Initially, Chaplin’s prints look to be maps of imagined cities, or cities familiar to us in some small way through the way they mirror other cities in the world. These prints, however, are not a carefully constructed lino-cut, produced after painstaking hours of labour in a studio. They are, instead, a product of the outdoors, of walking, and of having to stand on a median in the middle of traffic. In the aftermath of Hurricane Matthew, there was a palpable sense of fear around trees for the upcoming hurricane season. Seeing houses and walls and cars ruined by falling trees lead to a sort of Poinciana-panic, and avocados, casuarinas and a number of trees deemed too tall to be “safe” found themselves uprooted or chopped down – the latter of which piqued Chaplin’s interest, particularly along the Cable Beach strip along West Nassau Street.
Aside from the notions of violence against nature that this sort of imagery conjures up, Chaplin, a landscape architect, found herself exploring through visual art the importance of these wooden, towering sentinels on city life and on the movement of people. Having spent her life here in Nassau before university, mostly living on a boat with her family before making the big move to the U.S. for school, Chaplin, like all of us, has an appreciation for the beauties and troubles of this historic city. After living abroad for so long, in cities more sprawling and developed than our own (which is hard to think of sometimes with the speed at which Nassau seems to be growing beyond its means), she noticed the lack of mobility. We know of the difficulties for upward economic movement for the vast majority of families here, but this also correlates to the way we can (or can’t) move in spaces, as Chaplin explains:
“For me the series is a call to intervention, specifically to the lack of street trees and designed public spaces. I want people to get the aesthetic value of looking at an interesting form in the prints, from these inked up stumps of felled trees, and through this people can realize the variety and the importance of trees in a sense. They’re living organisms, they live and die in the world around us like everything else, but there’s also more to them than that.”
Her background in landscape architecture means that the work lives at an intersection of several disciplines: design and art, but also psychology, sociology and environmental studies. The prints, with their organic forms that undoubtedly refer to their origins on the stumps of the trees, also remind us of the cities they live in with the network of veins and pathways that criss-cross the section of the tree. Chaplin’s work is a reminder, in many ways, that these seemingly docile, immovable beings affect us and our own mobility, safety and even our happiness more greatly.

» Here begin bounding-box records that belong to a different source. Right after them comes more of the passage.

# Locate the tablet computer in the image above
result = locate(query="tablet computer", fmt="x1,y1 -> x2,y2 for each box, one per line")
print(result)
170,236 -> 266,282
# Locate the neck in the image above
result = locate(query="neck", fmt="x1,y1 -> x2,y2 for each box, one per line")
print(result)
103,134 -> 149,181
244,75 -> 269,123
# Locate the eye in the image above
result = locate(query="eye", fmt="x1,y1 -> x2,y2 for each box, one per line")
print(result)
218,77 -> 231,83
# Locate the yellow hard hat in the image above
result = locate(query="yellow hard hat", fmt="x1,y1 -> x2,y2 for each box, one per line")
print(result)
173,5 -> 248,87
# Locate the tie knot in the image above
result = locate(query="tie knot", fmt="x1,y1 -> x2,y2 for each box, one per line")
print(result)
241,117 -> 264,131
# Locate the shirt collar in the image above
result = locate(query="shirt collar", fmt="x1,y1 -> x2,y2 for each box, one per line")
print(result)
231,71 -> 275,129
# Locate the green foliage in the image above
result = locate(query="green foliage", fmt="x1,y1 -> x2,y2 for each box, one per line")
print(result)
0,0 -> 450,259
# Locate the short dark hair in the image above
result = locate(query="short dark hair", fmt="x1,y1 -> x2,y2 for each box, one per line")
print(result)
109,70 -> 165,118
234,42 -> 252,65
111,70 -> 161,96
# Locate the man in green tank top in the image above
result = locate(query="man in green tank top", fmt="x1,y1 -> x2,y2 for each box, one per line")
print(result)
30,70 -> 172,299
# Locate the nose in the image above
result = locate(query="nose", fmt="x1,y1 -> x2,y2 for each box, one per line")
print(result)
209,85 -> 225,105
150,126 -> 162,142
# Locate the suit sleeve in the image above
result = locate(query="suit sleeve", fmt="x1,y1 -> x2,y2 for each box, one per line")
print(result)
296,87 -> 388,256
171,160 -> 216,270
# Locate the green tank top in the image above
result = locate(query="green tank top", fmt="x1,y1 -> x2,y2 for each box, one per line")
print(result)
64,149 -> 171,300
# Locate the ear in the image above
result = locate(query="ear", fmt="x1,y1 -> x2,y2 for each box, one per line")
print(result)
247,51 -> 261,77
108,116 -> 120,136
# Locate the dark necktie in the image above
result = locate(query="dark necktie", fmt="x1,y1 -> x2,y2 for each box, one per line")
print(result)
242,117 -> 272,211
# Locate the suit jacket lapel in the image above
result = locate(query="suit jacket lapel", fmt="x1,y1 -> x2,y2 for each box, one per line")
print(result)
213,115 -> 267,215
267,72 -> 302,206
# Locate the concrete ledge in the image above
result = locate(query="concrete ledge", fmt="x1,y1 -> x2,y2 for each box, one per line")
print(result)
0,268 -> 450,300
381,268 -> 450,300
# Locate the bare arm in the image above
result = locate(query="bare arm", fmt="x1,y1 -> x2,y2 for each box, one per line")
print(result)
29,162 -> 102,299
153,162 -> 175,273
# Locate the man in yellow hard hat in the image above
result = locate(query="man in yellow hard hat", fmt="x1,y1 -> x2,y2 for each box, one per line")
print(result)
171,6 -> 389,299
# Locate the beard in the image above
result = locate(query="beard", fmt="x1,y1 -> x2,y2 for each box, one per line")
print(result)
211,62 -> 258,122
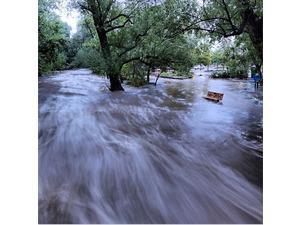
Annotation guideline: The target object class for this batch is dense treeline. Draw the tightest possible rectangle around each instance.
[39,0,262,91]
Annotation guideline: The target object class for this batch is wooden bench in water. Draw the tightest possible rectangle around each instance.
[204,91,224,102]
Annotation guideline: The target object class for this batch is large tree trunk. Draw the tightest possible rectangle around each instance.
[97,28,124,91]
[247,13,263,61]
[109,76,124,91]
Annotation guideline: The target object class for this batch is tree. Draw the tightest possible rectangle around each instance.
[196,0,263,61]
[77,0,150,91]
[38,0,70,75]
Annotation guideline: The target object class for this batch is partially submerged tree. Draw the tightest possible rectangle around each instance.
[38,0,70,75]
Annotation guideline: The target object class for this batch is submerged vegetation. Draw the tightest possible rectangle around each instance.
[38,0,263,91]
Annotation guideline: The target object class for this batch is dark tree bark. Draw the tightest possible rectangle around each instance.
[97,28,124,91]
[78,0,127,91]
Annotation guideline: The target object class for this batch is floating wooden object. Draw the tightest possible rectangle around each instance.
[204,91,224,102]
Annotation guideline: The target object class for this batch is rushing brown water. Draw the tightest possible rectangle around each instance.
[38,69,262,223]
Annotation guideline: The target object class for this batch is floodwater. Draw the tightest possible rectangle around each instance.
[38,69,263,223]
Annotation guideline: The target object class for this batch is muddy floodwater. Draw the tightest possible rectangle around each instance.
[38,69,263,223]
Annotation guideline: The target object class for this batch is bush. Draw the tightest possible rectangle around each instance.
[210,70,248,79]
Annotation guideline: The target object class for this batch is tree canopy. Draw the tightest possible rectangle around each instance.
[39,0,263,91]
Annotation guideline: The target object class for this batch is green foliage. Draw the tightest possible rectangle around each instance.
[38,0,70,75]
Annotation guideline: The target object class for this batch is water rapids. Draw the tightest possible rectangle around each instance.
[38,69,262,223]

“They have major value not just aesthetically and environmentally, which are the more obvious ways to think about them, but also have value economically and socially and psychologically in the way they change the psyche of a space. I’m trying to call attention to the lack of that understanding. It was something I didn’t realize fully until I moved back home. I took it for granted growing up that we don’t have many pedestrian-friendly areas with street trees, and even though I did get to travel, I just always thought that this is just how Nassau is and how things are. I didn’t compare it until I lived in cities with more planning and started studying the way that trees affect cities in terms of economics and the psychology of the people living in these spaces. It affects us far more than we’d like to think.”
The casuarinas are in some ways no loss because of the invasive nature of the species, but Chaplin’s project calls us to question why more trees have not been planted in their stead? Why it is that we do away so quickly with the things that quite literally give us breath and life in their own small part? This is Chaplin’s first time displaying work in the National Exhibition, and she looks forward to displaying this cross-disciplinary project for the NE9, while we are looking forward to the discussions bound to happen! The NE9, opens on Thursday, December 13 at 6 p.m., and is free and open to the public.